Repository files navigation

PenguinChat: Mental Health Counseling Response Evaluation

A research project in 2024 evaluates and compares different AI-generated therapeutic responses, finally generate a better response than default GPT. The default gpt-3.5-turbo by Openai was used a lot for emotional support in our daily lives. However, it was not following some examined pyschologic principals. Moreover, it tends to practice CBT (Cognitive behavioral therapy) when respond to user. Those features might be harmful for people who are unfamiliar to psychological treatment.

Please refer to Thesis for detailed context and experiment result.

Overview

To have a valid responser llm, we need to first build a valid scorer llm. This idea was inspired by GANs. You can download the labeled data I used in this research to examine it.

PAIR: Prompt-Aware margIn Ranking for Counselor Reflection Scoring in Motivational Interviewing

Key Steps

1. Define criterias to evaluate

Reflective Listening (SYS_REF)

Good responses include:

  • Acknowledging client's perspective and feelings
  • Encouraging client sharing
  • Validation and support of client's experience
  • Active listening demonstration

Poor responses include:

  • Lack of emotional reflection
  • Solution-focused rather than understanding-focused
  • Not engaging with client's perspective
  • Missed exploration opportunities

Non-Advice Assessment (SYS_ADV)

Good responses avoid:

  • Giving unsolicited advice or specific directions
  • Telling clients what to do
  • Being authoritative or judgmental
  • Using imperative sentences
  • Response Length Monitoring: Try to limit the response within 100 words to make it more simialr to human conversation. The default chatgpt response is way to long in one single turn.

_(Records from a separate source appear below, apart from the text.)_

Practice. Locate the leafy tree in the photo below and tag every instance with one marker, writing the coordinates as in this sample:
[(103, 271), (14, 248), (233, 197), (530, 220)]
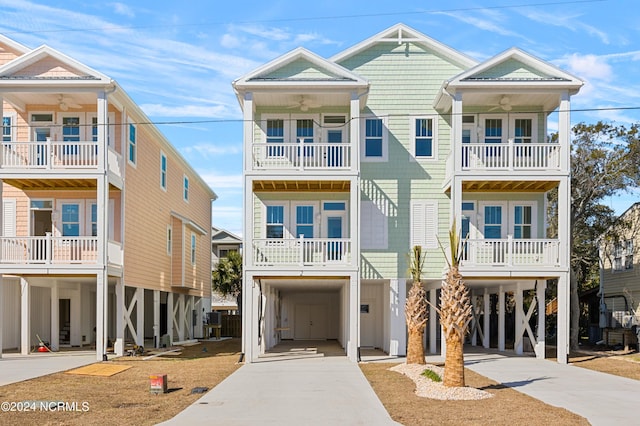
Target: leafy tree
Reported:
[(604, 162), (416, 309), (227, 277)]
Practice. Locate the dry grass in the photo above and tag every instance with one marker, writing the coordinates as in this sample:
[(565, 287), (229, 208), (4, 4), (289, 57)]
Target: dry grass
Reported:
[(125, 397), (507, 407)]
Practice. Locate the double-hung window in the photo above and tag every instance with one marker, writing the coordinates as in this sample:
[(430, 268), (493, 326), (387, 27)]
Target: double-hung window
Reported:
[(375, 139), (163, 171), (275, 222), (275, 135), (424, 138), (132, 139), (7, 129), (304, 221)]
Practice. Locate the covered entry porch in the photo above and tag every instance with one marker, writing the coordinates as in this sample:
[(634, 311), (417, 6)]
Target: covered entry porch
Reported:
[(300, 309)]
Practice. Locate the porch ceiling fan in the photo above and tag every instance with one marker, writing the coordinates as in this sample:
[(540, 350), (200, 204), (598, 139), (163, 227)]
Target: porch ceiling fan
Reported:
[(504, 104), (304, 104), (65, 103)]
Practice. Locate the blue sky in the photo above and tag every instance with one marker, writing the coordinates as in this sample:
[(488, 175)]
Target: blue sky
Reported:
[(177, 59)]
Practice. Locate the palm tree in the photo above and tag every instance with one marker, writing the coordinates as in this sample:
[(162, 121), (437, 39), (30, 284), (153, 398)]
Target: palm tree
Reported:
[(415, 310), (227, 277), (455, 313)]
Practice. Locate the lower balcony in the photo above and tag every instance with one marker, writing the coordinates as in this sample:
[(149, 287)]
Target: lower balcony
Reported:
[(50, 250), (302, 252), (511, 253)]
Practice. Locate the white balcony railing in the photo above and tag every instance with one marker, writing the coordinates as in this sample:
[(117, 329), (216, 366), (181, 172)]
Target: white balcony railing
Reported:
[(301, 156), (511, 252), (49, 155), (510, 156), (48, 250), (302, 252)]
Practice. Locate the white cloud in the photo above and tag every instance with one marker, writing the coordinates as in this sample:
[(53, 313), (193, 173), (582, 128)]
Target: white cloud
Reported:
[(123, 9)]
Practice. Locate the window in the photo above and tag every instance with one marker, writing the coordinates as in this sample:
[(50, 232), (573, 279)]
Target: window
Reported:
[(424, 224), (522, 222), (623, 256), (185, 188), (523, 130), (275, 222), (493, 222), (424, 138), (193, 248), (374, 148), (275, 134), (163, 171), (70, 220), (493, 130), (94, 220), (133, 149), (169, 239), (304, 221), (7, 129)]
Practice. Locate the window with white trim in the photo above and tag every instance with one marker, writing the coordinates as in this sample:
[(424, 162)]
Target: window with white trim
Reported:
[(424, 224), (374, 139), (163, 171), (424, 139), (275, 222), (193, 248), (7, 128), (132, 141), (185, 188), (374, 226)]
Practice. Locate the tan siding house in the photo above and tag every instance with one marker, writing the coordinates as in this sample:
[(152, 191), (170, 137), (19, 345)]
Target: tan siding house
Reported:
[(106, 229)]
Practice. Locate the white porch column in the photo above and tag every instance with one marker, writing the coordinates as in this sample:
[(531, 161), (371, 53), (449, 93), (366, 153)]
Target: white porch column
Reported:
[(25, 317), (486, 327), (248, 313), (501, 313), (519, 319), (156, 318), (353, 342), (398, 329), (1, 301), (540, 348), (181, 317), (139, 316), (118, 346), (55, 318), (170, 317), (563, 319), (433, 321)]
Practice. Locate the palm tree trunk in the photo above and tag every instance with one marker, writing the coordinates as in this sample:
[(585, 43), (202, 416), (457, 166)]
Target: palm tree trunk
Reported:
[(454, 362), (415, 349)]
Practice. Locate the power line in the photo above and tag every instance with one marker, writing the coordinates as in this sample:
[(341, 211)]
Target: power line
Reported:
[(317, 18)]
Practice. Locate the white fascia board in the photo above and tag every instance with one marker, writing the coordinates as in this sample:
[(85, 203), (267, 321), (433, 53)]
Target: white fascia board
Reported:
[(413, 36)]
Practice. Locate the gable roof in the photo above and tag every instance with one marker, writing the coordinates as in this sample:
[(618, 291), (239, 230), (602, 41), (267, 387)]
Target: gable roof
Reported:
[(77, 71), (515, 67), (299, 66), (401, 33)]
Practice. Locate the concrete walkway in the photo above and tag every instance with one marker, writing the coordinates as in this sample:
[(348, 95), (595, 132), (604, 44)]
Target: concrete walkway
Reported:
[(17, 368), (298, 390), (603, 399)]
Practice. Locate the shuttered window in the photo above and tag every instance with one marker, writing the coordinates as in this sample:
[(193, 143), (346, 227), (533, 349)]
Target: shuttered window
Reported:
[(374, 227), (424, 224)]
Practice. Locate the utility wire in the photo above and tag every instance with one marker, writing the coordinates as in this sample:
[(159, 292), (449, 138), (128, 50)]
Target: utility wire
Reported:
[(317, 18)]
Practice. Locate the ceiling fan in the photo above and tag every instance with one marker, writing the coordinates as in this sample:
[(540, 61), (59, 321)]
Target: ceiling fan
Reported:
[(304, 104), (65, 103), (504, 104)]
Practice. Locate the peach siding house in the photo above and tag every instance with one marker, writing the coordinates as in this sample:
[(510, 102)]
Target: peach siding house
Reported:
[(106, 230)]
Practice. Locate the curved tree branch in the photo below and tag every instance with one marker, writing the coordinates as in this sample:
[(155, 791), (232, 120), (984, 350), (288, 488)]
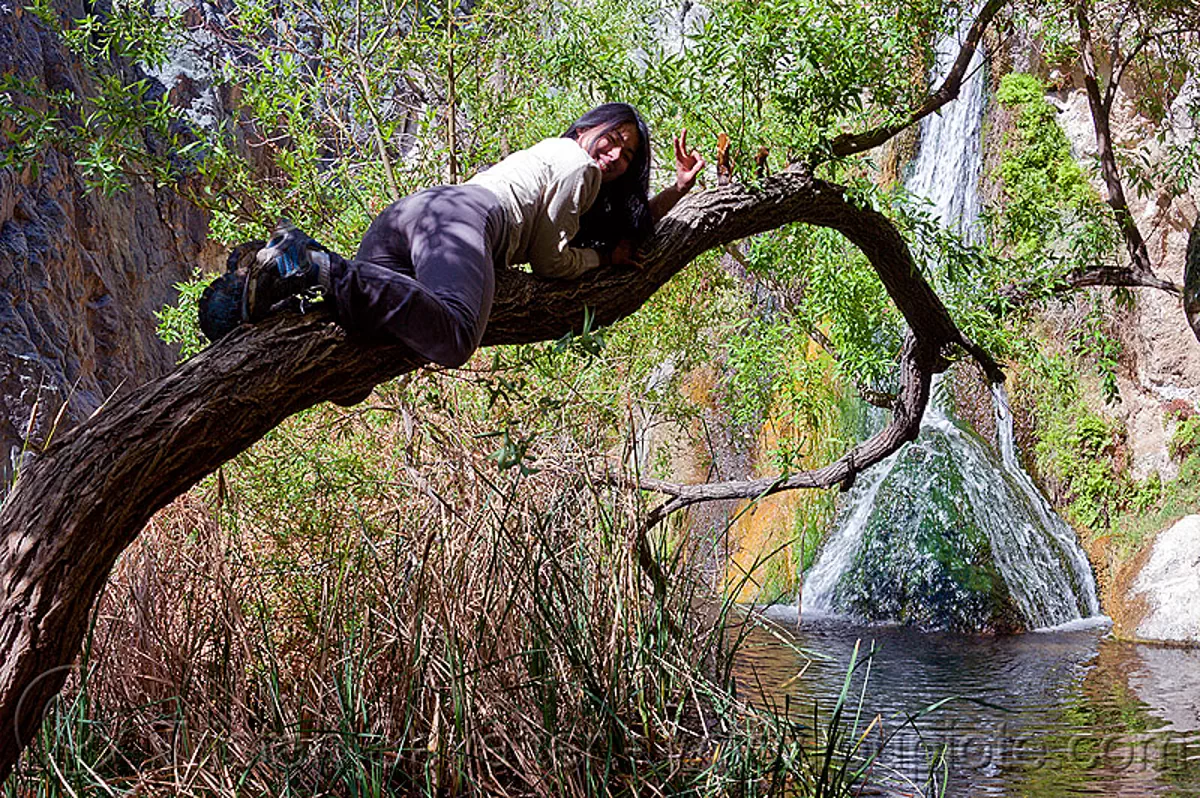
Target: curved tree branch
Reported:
[(78, 504), (918, 363)]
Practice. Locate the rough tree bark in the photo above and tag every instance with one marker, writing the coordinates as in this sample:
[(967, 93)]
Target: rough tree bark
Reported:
[(79, 503)]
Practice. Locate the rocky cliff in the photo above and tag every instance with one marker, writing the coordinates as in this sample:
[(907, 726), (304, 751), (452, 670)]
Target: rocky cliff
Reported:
[(81, 274)]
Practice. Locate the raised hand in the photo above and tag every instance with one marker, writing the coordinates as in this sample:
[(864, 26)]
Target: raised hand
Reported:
[(689, 163)]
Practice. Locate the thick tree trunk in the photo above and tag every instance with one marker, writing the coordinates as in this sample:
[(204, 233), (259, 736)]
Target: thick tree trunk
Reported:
[(79, 503)]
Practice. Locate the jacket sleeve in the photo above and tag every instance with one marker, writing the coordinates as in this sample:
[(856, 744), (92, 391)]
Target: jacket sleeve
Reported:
[(567, 197)]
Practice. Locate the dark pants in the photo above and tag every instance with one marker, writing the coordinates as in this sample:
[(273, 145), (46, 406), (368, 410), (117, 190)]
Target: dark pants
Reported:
[(424, 275)]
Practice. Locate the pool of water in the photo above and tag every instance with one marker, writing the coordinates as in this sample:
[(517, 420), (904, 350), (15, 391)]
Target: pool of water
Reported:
[(1059, 713)]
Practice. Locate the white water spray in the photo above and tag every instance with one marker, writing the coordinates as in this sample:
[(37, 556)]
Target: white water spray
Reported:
[(1035, 551)]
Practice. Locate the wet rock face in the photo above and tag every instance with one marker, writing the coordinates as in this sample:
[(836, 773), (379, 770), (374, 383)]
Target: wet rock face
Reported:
[(925, 558), (1169, 586), (81, 275)]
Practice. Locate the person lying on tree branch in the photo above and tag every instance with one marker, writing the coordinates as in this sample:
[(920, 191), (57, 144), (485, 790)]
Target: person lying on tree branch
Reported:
[(424, 275)]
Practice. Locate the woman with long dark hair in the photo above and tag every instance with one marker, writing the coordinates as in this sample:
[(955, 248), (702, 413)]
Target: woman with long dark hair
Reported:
[(424, 275)]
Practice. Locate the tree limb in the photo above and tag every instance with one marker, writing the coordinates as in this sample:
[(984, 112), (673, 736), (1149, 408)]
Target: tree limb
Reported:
[(78, 504), (918, 363)]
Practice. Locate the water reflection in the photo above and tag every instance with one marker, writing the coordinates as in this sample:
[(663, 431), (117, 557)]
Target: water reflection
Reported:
[(1057, 713)]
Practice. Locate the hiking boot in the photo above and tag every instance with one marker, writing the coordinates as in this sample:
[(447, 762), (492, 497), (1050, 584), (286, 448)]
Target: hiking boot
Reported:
[(283, 269)]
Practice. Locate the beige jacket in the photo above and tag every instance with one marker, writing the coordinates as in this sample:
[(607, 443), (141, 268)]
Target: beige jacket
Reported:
[(544, 191)]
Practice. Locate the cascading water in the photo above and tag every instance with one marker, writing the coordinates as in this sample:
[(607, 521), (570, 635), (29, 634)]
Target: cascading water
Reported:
[(946, 533)]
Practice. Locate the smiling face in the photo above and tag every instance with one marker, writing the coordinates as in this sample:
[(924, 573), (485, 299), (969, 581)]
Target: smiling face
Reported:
[(611, 149)]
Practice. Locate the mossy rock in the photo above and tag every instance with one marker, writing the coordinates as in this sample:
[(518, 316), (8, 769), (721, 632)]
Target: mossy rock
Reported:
[(925, 559)]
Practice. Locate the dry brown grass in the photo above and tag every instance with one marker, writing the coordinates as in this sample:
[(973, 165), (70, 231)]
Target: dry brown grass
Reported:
[(366, 605)]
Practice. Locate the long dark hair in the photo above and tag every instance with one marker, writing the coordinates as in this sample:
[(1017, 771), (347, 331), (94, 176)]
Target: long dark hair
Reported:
[(622, 209)]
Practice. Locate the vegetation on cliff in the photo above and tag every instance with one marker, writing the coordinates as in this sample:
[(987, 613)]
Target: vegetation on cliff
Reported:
[(442, 588)]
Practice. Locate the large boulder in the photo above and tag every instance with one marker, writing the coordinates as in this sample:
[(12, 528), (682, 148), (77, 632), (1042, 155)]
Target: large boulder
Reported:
[(1168, 587)]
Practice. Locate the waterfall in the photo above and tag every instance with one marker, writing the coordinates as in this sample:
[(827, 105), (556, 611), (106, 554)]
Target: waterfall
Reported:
[(1061, 537), (946, 533)]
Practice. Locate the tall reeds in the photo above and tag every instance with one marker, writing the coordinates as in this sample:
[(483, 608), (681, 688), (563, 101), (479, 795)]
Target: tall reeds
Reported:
[(366, 605)]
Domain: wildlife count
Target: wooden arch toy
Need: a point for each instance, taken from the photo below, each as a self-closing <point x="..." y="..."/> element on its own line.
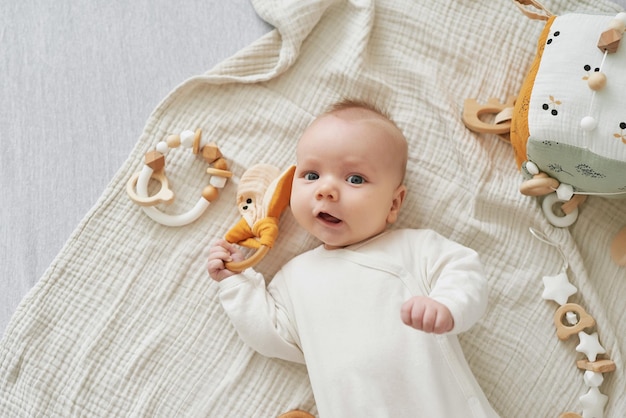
<point x="154" y="168"/>
<point x="262" y="195"/>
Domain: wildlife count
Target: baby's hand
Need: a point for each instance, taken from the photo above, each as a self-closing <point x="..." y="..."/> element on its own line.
<point x="426" y="314"/>
<point x="220" y="253"/>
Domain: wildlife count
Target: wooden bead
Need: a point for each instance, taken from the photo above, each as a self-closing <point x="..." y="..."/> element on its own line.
<point x="210" y="193"/>
<point x="597" y="81"/>
<point x="220" y="164"/>
<point x="540" y="185"/>
<point x="564" y="331"/>
<point x="155" y="160"/>
<point x="609" y="40"/>
<point x="196" y="141"/>
<point x="598" y="366"/>
<point x="210" y="152"/>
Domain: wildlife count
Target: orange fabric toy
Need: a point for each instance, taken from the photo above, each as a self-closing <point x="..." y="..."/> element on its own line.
<point x="262" y="195"/>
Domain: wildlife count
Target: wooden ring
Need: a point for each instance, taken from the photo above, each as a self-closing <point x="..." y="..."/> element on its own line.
<point x="164" y="195"/>
<point x="564" y="331"/>
<point x="254" y="259"/>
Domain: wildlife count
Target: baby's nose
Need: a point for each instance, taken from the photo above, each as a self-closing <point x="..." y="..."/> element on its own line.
<point x="327" y="190"/>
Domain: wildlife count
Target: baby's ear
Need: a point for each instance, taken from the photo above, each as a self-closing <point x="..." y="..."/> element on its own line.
<point x="396" y="204"/>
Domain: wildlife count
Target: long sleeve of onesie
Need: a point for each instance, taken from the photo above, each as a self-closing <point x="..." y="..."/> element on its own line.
<point x="262" y="322"/>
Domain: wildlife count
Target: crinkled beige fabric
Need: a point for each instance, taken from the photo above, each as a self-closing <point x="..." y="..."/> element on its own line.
<point x="126" y="322"/>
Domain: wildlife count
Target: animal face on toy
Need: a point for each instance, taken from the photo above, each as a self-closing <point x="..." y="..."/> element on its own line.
<point x="252" y="198"/>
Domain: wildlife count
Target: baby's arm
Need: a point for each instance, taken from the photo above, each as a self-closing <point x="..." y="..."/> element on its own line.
<point x="456" y="286"/>
<point x="426" y="314"/>
<point x="220" y="253"/>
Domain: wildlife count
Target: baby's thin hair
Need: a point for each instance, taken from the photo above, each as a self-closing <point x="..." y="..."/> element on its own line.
<point x="350" y="103"/>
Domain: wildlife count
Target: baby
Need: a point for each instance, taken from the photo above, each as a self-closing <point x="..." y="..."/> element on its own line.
<point x="373" y="313"/>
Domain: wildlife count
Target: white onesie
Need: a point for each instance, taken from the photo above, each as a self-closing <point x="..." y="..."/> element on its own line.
<point x="338" y="311"/>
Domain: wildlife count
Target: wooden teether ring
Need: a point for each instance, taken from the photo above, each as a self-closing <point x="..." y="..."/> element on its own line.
<point x="137" y="186"/>
<point x="254" y="259"/>
<point x="164" y="195"/>
<point x="472" y="111"/>
<point x="564" y="331"/>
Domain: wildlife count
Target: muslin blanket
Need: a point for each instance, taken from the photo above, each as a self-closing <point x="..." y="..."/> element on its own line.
<point x="126" y="322"/>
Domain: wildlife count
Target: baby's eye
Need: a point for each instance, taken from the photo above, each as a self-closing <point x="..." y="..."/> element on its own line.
<point x="355" y="179"/>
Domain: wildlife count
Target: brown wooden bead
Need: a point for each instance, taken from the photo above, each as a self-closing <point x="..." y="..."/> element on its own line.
<point x="609" y="40"/>
<point x="155" y="160"/>
<point x="210" y="152"/>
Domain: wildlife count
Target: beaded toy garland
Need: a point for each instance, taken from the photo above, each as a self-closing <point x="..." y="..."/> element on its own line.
<point x="154" y="168"/>
<point x="571" y="319"/>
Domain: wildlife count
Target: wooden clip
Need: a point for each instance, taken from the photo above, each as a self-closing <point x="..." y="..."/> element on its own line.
<point x="544" y="14"/>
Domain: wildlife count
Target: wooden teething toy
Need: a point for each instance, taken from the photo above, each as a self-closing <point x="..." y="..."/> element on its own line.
<point x="571" y="319"/>
<point x="472" y="111"/>
<point x="154" y="168"/>
<point x="262" y="195"/>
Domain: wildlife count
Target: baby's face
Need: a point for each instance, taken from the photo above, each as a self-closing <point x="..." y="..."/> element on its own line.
<point x="347" y="186"/>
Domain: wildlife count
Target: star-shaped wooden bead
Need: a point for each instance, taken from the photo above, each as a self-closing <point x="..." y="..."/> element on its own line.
<point x="558" y="288"/>
<point x="590" y="345"/>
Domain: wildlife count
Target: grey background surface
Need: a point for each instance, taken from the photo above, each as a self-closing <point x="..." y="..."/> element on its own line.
<point x="78" y="82"/>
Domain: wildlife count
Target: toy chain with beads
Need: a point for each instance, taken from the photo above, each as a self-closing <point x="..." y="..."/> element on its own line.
<point x="572" y="319"/>
<point x="154" y="168"/>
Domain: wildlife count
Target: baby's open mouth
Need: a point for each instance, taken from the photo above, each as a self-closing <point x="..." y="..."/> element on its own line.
<point x="326" y="217"/>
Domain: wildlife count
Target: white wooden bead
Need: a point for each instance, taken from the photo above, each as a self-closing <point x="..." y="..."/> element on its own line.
<point x="564" y="192"/>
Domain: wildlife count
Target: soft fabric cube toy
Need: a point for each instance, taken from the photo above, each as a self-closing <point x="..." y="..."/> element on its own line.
<point x="568" y="123"/>
<point x="569" y="120"/>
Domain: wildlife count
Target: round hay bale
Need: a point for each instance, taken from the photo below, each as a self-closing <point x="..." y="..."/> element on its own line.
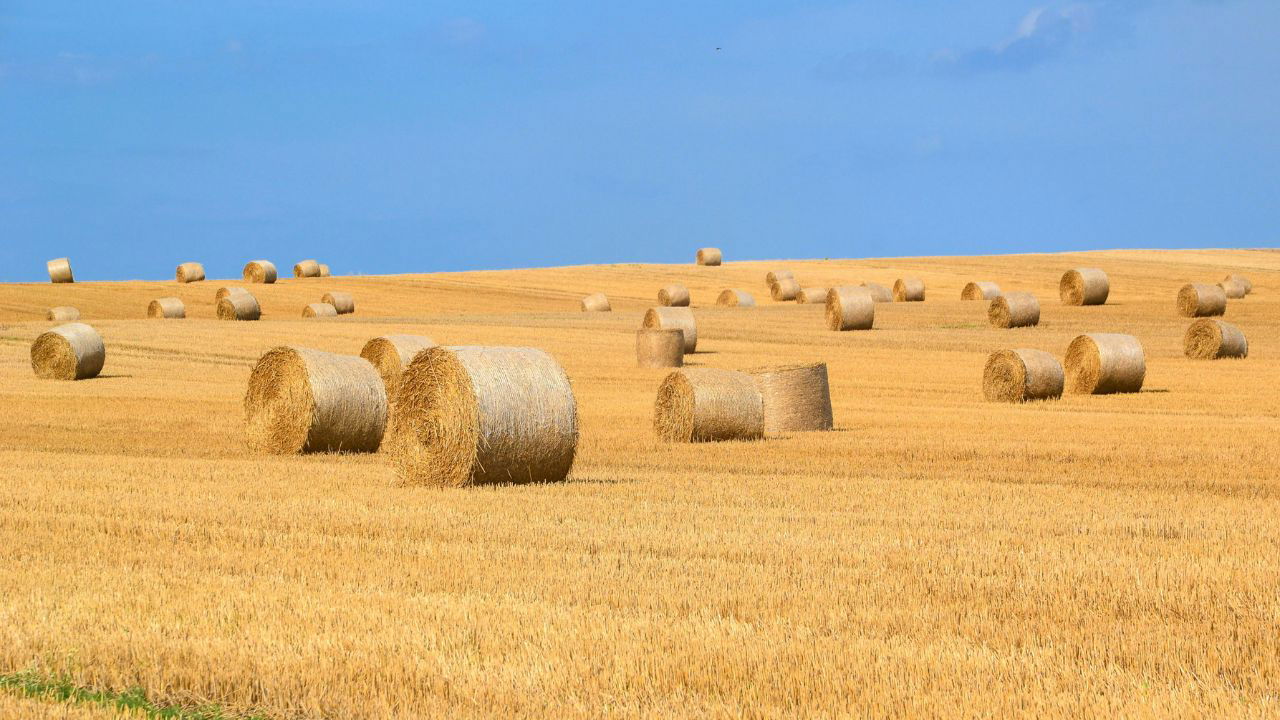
<point x="795" y="397"/>
<point x="673" y="296"/>
<point x="979" y="291"/>
<point x="850" y="309"/>
<point x="1105" y="363"/>
<point x="707" y="405"/>
<point x="305" y="400"/>
<point x="1198" y="300"/>
<point x="1084" y="286"/>
<point x="673" y="318"/>
<point x="908" y="290"/>
<point x="1018" y="376"/>
<point x="167" y="308"/>
<point x="484" y="415"/>
<point x="1014" y="310"/>
<point x="597" y="302"/>
<point x="190" y="273"/>
<point x="1210" y="338"/>
<point x="260" y="272"/>
<point x="68" y="352"/>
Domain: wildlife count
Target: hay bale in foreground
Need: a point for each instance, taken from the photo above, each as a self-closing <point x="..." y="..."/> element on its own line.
<point x="1105" y="363"/>
<point x="1018" y="376"/>
<point x="1210" y="338"/>
<point x="1084" y="286"/>
<point x="673" y="318"/>
<point x="484" y="415"/>
<point x="659" y="347"/>
<point x="1198" y="300"/>
<point x="795" y="397"/>
<point x="850" y="309"/>
<point x="1014" y="310"/>
<point x="707" y="405"/>
<point x="68" y="352"/>
<point x="302" y="400"/>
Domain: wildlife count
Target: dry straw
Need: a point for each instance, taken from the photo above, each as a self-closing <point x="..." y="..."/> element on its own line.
<point x="1210" y="338"/>
<point x="673" y="318"/>
<point x="1197" y="300"/>
<point x="1016" y="376"/>
<point x="484" y="415"/>
<point x="304" y="400"/>
<point x="1014" y="310"/>
<point x="1084" y="286"/>
<point x="796" y="397"/>
<point x="1105" y="363"/>
<point x="708" y="404"/>
<point x="68" y="352"/>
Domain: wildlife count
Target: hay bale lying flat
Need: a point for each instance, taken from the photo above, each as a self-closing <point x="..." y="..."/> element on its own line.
<point x="1210" y="338"/>
<point x="68" y="352"/>
<point x="1016" y="376"/>
<point x="1014" y="310"/>
<point x="673" y="318"/>
<point x="850" y="309"/>
<point x="1197" y="300"/>
<point x="1105" y="363"/>
<point x="795" y="397"/>
<point x="305" y="400"/>
<point x="484" y="415"/>
<point x="659" y="347"/>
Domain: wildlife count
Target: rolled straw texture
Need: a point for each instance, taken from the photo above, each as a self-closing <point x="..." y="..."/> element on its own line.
<point x="484" y="415"/>
<point x="1016" y="376"/>
<point x="707" y="405"/>
<point x="1105" y="363"/>
<point x="1210" y="338"/>
<point x="68" y="352"/>
<point x="305" y="400"/>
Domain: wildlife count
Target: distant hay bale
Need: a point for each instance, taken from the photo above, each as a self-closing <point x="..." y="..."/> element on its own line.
<point x="1084" y="286"/>
<point x="1210" y="338"/>
<point x="1198" y="300"/>
<point x="707" y="405"/>
<point x="484" y="415"/>
<point x="260" y="272"/>
<point x="1014" y="310"/>
<point x="979" y="291"/>
<point x="305" y="400"/>
<point x="1105" y="363"/>
<point x="1018" y="376"/>
<point x="657" y="347"/>
<point x="795" y="397"/>
<point x="60" y="270"/>
<point x="850" y="309"/>
<point x="68" y="352"/>
<point x="673" y="318"/>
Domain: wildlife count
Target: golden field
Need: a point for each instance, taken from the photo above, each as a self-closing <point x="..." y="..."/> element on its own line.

2. Examine the effectiveness of scorer llm

  • Assumption: The "lq5" (most low quality) response has no reflective listening, including unsolicited advice, use closed question. The "hq1" (most high quality) response is the opposite. (sample size=100)
  • Prompt LLM: Send the user message and the paired "lq5" and "hq1" labeled response in the dataset, together with the prompt to gpt api, asking it to return true/false response following the criterias mentioned above.
  • Chi2 Test: Build a contingency table based on the response returned. Keep tuning the prompt until it passed chi2 test.
  • Validated Scorer: If the score give significant different scoring results for low quality response and high quality response, we consider it as a valid scorer.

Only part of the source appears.